私の考えでは、清水氏(1927年生まれ)の剽窃問題は、文化輸入国日本の宿命だと思う。明治開国以来、洋楽は言うに及ばず美術、文学、演劇などすべて西欧から輸入した日本は、それらについて知ろうと思えば海外の文献に頼らざるを得なかった。
この風潮は60年代、70年代になっても続き、やれマクルーハンボードリヤールだといった連中の言ったことを、さも自分が考え出したようにして本にすることが当たり前に行われていた。そして読みにくい翻訳より、それを噛み砕いた「実用書」が歓迎されもした。清水さんがものを書き始めたのはこういう時代だった。
もっとも清水さんの文章は決して読みやすくはない。

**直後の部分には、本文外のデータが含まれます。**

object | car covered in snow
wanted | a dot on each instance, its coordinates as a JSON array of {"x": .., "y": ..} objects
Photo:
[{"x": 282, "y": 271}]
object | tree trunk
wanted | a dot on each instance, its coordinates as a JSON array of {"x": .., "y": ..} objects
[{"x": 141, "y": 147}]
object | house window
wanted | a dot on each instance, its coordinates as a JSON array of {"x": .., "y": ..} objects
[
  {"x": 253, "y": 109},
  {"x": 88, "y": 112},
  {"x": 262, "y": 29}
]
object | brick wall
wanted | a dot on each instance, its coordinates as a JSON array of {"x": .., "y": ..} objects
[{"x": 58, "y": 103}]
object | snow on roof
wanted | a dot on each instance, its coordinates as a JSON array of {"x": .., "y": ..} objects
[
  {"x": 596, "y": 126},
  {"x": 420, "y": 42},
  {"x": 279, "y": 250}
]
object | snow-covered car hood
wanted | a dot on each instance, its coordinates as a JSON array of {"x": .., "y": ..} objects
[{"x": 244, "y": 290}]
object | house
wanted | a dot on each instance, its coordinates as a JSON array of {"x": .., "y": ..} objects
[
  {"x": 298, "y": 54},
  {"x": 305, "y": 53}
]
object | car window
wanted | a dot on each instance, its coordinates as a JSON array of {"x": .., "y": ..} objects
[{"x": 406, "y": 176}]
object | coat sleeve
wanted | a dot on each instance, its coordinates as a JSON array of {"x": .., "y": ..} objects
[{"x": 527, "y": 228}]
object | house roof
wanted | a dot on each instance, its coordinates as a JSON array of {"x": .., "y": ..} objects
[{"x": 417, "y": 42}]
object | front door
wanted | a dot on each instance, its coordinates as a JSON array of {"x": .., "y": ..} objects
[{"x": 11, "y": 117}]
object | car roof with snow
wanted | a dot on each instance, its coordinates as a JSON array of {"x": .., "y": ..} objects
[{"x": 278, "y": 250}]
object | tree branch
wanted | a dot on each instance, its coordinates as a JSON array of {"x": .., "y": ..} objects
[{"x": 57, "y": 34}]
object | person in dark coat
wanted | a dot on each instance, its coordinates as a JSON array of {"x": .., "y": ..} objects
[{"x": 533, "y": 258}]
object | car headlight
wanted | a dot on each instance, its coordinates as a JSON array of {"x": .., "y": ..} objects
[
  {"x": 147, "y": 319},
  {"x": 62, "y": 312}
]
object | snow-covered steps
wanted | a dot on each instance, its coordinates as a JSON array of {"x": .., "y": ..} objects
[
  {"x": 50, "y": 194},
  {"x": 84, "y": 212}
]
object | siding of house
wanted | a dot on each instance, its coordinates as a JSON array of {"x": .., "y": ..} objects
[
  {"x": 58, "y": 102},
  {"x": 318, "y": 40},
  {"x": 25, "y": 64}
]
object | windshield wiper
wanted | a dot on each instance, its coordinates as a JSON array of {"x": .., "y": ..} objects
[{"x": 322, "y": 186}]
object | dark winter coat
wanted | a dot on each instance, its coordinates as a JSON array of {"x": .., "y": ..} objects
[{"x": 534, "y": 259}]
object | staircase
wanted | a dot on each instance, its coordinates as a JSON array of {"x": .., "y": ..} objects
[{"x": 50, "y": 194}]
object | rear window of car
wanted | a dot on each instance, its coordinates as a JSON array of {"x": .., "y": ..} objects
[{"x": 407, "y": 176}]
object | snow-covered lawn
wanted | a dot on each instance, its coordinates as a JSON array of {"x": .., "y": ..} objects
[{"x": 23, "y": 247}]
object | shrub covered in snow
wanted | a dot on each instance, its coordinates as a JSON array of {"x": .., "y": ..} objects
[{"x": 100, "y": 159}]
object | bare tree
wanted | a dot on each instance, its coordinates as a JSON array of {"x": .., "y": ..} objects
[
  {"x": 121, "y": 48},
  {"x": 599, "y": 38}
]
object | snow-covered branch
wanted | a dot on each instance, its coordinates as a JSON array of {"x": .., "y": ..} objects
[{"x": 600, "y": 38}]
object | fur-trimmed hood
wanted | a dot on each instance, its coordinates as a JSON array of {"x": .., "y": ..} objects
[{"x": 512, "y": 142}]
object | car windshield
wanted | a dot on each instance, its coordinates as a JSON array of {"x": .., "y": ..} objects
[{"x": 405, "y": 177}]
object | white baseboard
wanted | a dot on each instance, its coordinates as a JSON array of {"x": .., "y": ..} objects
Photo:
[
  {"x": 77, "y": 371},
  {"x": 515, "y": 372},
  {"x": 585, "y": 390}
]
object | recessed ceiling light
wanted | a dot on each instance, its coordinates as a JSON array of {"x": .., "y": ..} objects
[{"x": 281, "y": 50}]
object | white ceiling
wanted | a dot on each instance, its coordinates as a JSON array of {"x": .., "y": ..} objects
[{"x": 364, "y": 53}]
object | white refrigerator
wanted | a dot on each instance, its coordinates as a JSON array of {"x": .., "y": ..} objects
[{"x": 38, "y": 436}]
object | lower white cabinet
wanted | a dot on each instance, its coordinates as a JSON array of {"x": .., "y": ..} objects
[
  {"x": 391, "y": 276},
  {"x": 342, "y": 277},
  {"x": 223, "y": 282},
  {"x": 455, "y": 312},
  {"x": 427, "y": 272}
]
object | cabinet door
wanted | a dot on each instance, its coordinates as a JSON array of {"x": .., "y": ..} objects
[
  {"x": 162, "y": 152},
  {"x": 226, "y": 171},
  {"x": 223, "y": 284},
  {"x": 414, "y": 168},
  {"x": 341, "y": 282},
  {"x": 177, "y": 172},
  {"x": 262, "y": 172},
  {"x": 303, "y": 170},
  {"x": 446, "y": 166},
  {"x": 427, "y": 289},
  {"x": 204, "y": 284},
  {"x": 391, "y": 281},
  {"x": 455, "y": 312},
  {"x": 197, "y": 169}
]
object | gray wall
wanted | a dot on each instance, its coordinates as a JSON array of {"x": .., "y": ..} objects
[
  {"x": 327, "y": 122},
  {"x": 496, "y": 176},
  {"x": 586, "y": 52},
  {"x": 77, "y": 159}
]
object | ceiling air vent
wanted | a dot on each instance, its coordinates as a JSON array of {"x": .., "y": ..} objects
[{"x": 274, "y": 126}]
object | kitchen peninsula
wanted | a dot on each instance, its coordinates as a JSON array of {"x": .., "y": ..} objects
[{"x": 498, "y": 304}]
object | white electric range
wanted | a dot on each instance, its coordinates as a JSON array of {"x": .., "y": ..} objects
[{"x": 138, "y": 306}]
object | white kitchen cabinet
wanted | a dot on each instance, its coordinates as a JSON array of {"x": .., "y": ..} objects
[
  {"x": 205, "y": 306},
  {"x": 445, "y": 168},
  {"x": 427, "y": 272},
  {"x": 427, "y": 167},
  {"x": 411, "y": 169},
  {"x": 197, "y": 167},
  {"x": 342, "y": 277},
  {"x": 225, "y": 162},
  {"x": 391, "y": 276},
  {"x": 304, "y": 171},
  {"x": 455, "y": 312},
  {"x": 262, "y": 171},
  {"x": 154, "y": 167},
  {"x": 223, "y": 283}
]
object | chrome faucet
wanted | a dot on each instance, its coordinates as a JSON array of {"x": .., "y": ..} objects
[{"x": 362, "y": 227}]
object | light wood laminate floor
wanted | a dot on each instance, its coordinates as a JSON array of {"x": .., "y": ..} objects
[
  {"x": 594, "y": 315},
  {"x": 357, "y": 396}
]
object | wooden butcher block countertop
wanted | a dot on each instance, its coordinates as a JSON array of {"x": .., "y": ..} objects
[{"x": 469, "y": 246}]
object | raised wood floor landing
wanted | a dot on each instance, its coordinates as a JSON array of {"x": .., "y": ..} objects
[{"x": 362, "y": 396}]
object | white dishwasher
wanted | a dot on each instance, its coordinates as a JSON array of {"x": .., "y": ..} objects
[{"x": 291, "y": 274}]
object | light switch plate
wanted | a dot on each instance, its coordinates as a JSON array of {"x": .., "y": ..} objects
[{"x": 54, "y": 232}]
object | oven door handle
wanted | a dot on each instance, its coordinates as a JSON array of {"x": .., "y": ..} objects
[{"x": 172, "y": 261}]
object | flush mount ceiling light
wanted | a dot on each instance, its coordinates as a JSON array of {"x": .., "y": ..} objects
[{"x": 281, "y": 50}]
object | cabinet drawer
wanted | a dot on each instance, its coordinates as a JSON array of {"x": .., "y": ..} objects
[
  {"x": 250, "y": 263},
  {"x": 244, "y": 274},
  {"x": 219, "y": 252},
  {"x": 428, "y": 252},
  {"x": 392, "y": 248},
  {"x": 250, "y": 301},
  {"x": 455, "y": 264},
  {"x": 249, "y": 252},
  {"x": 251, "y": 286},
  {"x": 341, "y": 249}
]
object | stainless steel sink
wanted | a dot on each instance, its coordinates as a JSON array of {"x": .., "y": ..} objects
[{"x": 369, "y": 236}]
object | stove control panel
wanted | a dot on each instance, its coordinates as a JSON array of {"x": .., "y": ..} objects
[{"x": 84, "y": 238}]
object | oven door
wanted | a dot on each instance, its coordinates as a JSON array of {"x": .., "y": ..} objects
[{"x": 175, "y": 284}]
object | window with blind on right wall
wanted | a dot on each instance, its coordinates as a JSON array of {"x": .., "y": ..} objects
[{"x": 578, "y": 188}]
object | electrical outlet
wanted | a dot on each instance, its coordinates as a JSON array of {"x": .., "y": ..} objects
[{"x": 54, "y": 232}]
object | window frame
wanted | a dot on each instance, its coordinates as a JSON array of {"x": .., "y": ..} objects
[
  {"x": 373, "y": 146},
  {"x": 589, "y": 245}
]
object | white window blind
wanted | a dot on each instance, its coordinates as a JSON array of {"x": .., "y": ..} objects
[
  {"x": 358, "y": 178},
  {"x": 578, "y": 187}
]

だから私は彼の書いたものを熱心に読もうとはしなかったのだが、それはさておき、読みやすくないからこそ惹かれる人たちもいた。そうした、難解だからこそ惹かれる対象として、同じく亡くなってしまった間章も挙げられるだろう。
間さんも70年代にハイデガーやらセリーヌといった、一般の読者が近づきがたい「難解系」テクストを散りばめたジャズ評論を行っていた。私も、彼のハイデガー理解は少々偏っているんじゃないか、などとエラそうな感想を抱きつつも、どうしたことかけっこう愛読したものだ。彼独自の楽器論など、影響を受けた部分もある。
という経験を基にして思うのだが、清水氏や間氏のような一般の読者が近づきにくい人たちが論じるミュージシャンが、アート・アンサンブル・オブ・シカゴであるとか、セシル・テイラーといった、これまた普通のジャズファンが敬遠しがちな前衛系ミュージシャンなのである。
ロラン・バルトだったか、書かれる対象とそれを語る文体には関係があるというようなことを言っていたけれど、前衛ジャズはまさにその通りの状況だった。これはやむを得ない様な気もする反面、もう少し何とかならなかったものかと思いもする。もともとファン層が薄い前衛音楽が、入り口の紹介も難解なので余計参入する人数が減っているんじゃないだろうか。
極端な例えだけど、いソノさんがセシル・テイラーを紹介したらどんな按配になっただろうか、とか、清水さんがハンク・モブレイをどう書くだろうか、などと想像してみると、そこにジャズ評論の可能性が広がるような気がするのだ。難しい音楽は難しく書かなくてはいけないという先入観を払拭するだけで、新しいファン層、新しい批評家たちが生まれるように思うのは妄想だろうか。